More than 20 years after Camille Paglia and Christina Hoff Sommers first challenged the academic establishment, both women say society is reaping undesirable consequences of higher education's impact on millennials.

Perhaps no two people have done more to expose the ills of contemporary feminism. At the end of a tumultuous school year, one where campuses from coast-to-coast were rocked by violent protests, they came together for a spirited conversation at the Independent Women's Forum's 2017 Women's Lead Summit in Washington, decrying the state of the educational institutions they set out to reform decades ago.

Paglia, a longtime professor at the University of the Arts, believes the education system's failure to provide students with historical perspective explains so many young people's impulse to see America as "the source of all evil in the universe." After 46 years of teaching professionally, Paglia says she's "felt the slow devolution of the quality of public school education in the classroom."

"These young people now getting to college have no sense of history of any kind….no sense of the violence and the barbarities of history," she observed. "They now are being taught to look around them to see defects in America….They've never been exposed to the actual evil of the history of humanity, they know nothing."

Sommers seconded that point.

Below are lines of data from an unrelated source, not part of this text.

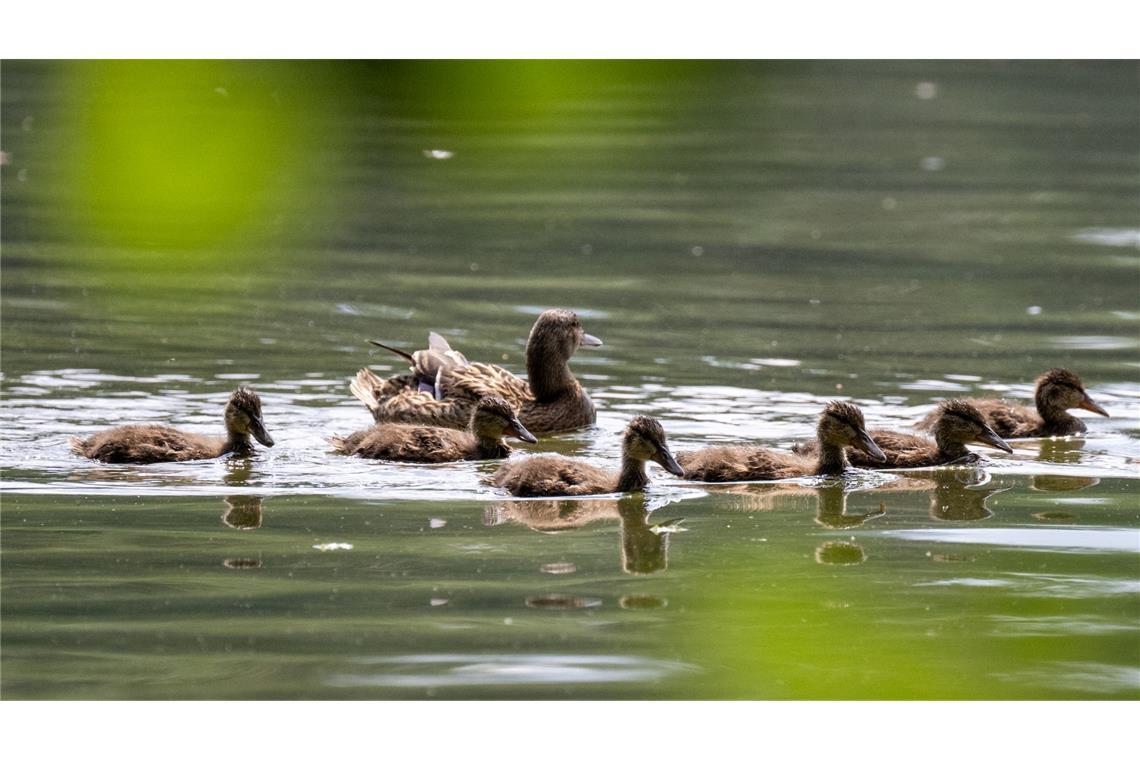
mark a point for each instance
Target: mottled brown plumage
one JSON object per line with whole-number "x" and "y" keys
{"x": 444, "y": 385}
{"x": 490, "y": 421}
{"x": 149, "y": 443}
{"x": 555, "y": 475}
{"x": 957, "y": 423}
{"x": 1057, "y": 391}
{"x": 840, "y": 426}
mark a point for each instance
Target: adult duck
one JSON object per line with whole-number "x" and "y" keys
{"x": 442, "y": 386}
{"x": 491, "y": 421}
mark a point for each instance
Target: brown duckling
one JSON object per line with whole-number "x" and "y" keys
{"x": 444, "y": 385}
{"x": 555, "y": 475}
{"x": 840, "y": 426}
{"x": 149, "y": 443}
{"x": 1056, "y": 392}
{"x": 957, "y": 423}
{"x": 491, "y": 419}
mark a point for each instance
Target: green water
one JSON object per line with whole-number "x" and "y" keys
{"x": 749, "y": 240}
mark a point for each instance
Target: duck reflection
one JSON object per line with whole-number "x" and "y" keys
{"x": 243, "y": 513}
{"x": 955, "y": 493}
{"x": 830, "y": 501}
{"x": 644, "y": 547}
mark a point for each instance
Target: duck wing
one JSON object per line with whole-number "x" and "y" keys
{"x": 474, "y": 381}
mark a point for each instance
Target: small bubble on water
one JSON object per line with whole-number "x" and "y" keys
{"x": 926, "y": 90}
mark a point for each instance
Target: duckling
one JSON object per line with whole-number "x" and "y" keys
{"x": 148, "y": 443}
{"x": 444, "y": 385}
{"x": 555, "y": 475}
{"x": 957, "y": 423}
{"x": 491, "y": 418}
{"x": 1057, "y": 391}
{"x": 840, "y": 426}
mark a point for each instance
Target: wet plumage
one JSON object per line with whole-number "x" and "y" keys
{"x": 151, "y": 443}
{"x": 444, "y": 386}
{"x": 490, "y": 421}
{"x": 1057, "y": 391}
{"x": 555, "y": 475}
{"x": 957, "y": 423}
{"x": 840, "y": 426}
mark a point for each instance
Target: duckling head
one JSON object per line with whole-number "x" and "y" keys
{"x": 494, "y": 418}
{"x": 841, "y": 425}
{"x": 960, "y": 423}
{"x": 558, "y": 332}
{"x": 644, "y": 441}
{"x": 1061, "y": 389}
{"x": 243, "y": 416}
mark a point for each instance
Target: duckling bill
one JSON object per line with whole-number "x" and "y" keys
{"x": 149, "y": 443}
{"x": 840, "y": 426}
{"x": 554, "y": 475}
{"x": 491, "y": 421}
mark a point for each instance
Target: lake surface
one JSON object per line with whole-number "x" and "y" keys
{"x": 749, "y": 240}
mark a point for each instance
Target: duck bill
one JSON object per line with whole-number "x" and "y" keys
{"x": 259, "y": 431}
{"x": 1089, "y": 405}
{"x": 865, "y": 444}
{"x": 662, "y": 457}
{"x": 515, "y": 430}
{"x": 990, "y": 438}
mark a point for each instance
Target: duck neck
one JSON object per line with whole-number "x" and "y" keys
{"x": 633, "y": 474}
{"x": 949, "y": 447}
{"x": 832, "y": 459}
{"x": 491, "y": 448}
{"x": 1058, "y": 418}
{"x": 237, "y": 442}
{"x": 547, "y": 372}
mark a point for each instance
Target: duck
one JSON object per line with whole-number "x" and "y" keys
{"x": 1057, "y": 391}
{"x": 143, "y": 444}
{"x": 957, "y": 423}
{"x": 490, "y": 421}
{"x": 840, "y": 426}
{"x": 551, "y": 475}
{"x": 442, "y": 386}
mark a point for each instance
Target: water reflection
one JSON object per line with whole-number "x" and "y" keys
{"x": 955, "y": 493}
{"x": 644, "y": 547}
{"x": 243, "y": 513}
{"x": 839, "y": 553}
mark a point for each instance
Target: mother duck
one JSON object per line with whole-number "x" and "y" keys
{"x": 444, "y": 386}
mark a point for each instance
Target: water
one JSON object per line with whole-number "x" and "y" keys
{"x": 748, "y": 240}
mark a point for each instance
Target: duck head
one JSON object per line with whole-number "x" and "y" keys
{"x": 959, "y": 423}
{"x": 243, "y": 416}
{"x": 494, "y": 418}
{"x": 1061, "y": 389}
{"x": 558, "y": 332}
{"x": 644, "y": 441}
{"x": 841, "y": 425}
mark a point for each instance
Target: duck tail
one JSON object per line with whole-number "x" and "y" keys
{"x": 365, "y": 386}
{"x": 396, "y": 351}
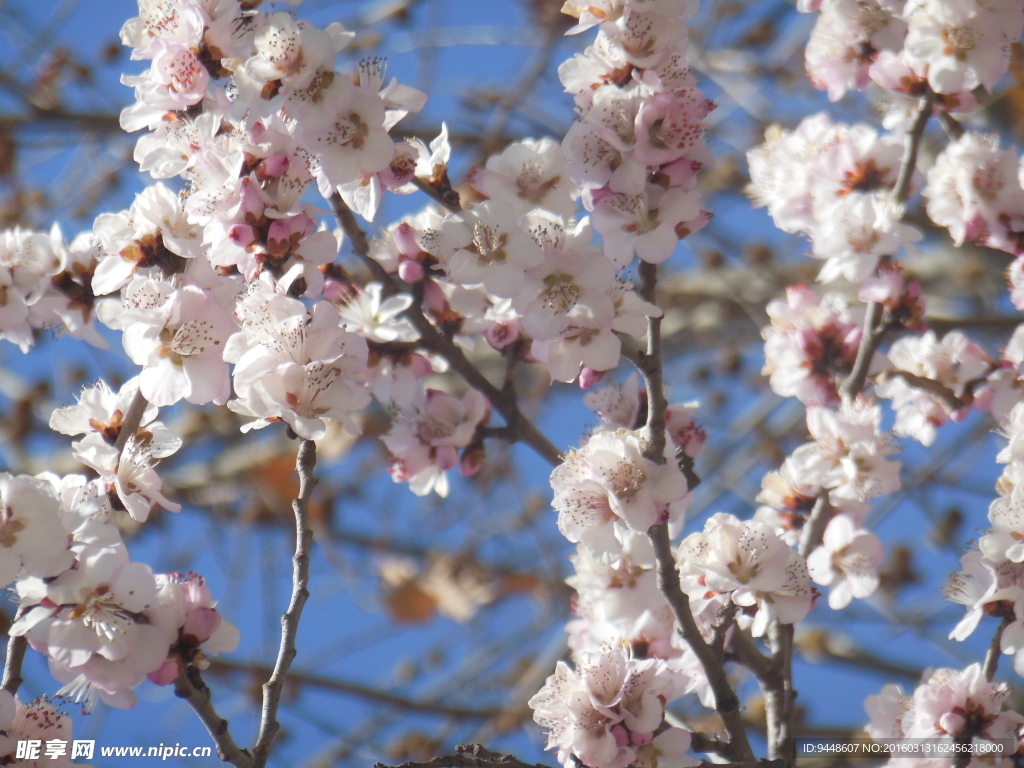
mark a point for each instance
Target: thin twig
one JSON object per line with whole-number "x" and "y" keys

The author, who travels regularly to campuses around the country to lecture on her research, explained students are being taught that "the society that allows them to go to this wonderful university is a matrix of misery."

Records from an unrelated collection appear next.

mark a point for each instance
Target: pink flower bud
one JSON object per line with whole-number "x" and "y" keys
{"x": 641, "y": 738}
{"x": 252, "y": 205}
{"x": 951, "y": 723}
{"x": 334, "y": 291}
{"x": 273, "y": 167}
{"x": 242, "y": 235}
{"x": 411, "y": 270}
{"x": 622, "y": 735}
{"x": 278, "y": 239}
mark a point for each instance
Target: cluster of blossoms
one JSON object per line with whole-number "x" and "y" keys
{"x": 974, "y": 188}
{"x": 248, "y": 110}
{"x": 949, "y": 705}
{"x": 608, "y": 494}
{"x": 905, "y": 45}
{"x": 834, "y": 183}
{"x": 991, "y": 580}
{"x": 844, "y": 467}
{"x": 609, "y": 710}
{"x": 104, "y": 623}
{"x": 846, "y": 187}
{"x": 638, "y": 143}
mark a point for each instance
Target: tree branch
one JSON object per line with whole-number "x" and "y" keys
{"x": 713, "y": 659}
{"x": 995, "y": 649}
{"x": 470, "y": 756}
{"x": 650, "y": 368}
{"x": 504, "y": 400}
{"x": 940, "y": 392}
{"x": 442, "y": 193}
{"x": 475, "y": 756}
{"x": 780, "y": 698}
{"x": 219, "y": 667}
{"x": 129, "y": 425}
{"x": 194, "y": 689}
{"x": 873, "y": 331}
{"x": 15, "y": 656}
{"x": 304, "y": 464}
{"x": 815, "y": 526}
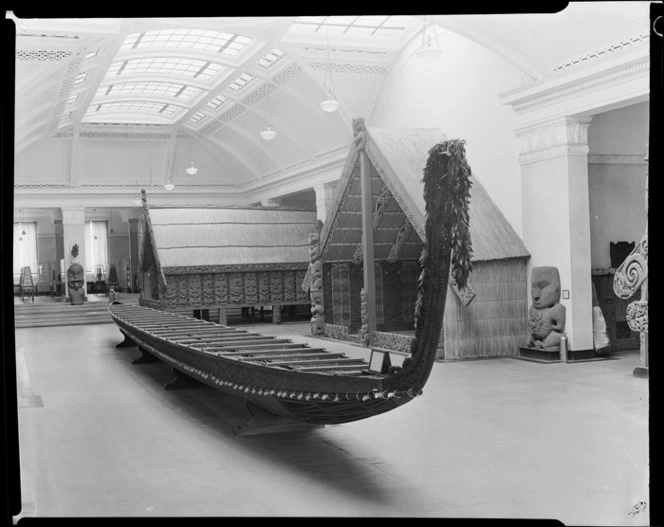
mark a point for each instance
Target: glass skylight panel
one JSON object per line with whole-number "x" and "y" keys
{"x": 197, "y": 117}
{"x": 136, "y": 107}
{"x": 361, "y": 26}
{"x": 80, "y": 77}
{"x": 241, "y": 82}
{"x": 193, "y": 68}
{"x": 185, "y": 38}
{"x": 271, "y": 58}
{"x": 180, "y": 91}
{"x": 218, "y": 101}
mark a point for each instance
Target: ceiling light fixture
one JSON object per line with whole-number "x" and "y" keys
{"x": 429, "y": 50}
{"x": 330, "y": 104}
{"x": 192, "y": 169}
{"x": 94, "y": 217}
{"x": 268, "y": 133}
{"x": 137, "y": 200}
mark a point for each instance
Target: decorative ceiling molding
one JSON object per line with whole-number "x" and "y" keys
{"x": 566, "y": 84}
{"x": 43, "y": 55}
{"x": 603, "y": 52}
{"x": 562, "y": 137}
{"x": 347, "y": 68}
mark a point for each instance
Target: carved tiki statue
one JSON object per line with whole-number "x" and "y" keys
{"x": 546, "y": 316}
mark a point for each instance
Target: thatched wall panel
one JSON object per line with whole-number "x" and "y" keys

"We're heading into this very murky future of the world with terrorism on the rise and I don't know how this generation is going to cope with it — I don't think they have the ability to cope with it," Paglia divulged.

Not only do their parents smother them with protection, but Paglia believes today's kids like it.

"They want to feel this presence," she contended. "They want reassurance, they want the parental eye on them."

"That's why we're not going to get anything interesting in intellect or the arts from a generation that has been coddled and infantilized the way this generation has been," Paglia said.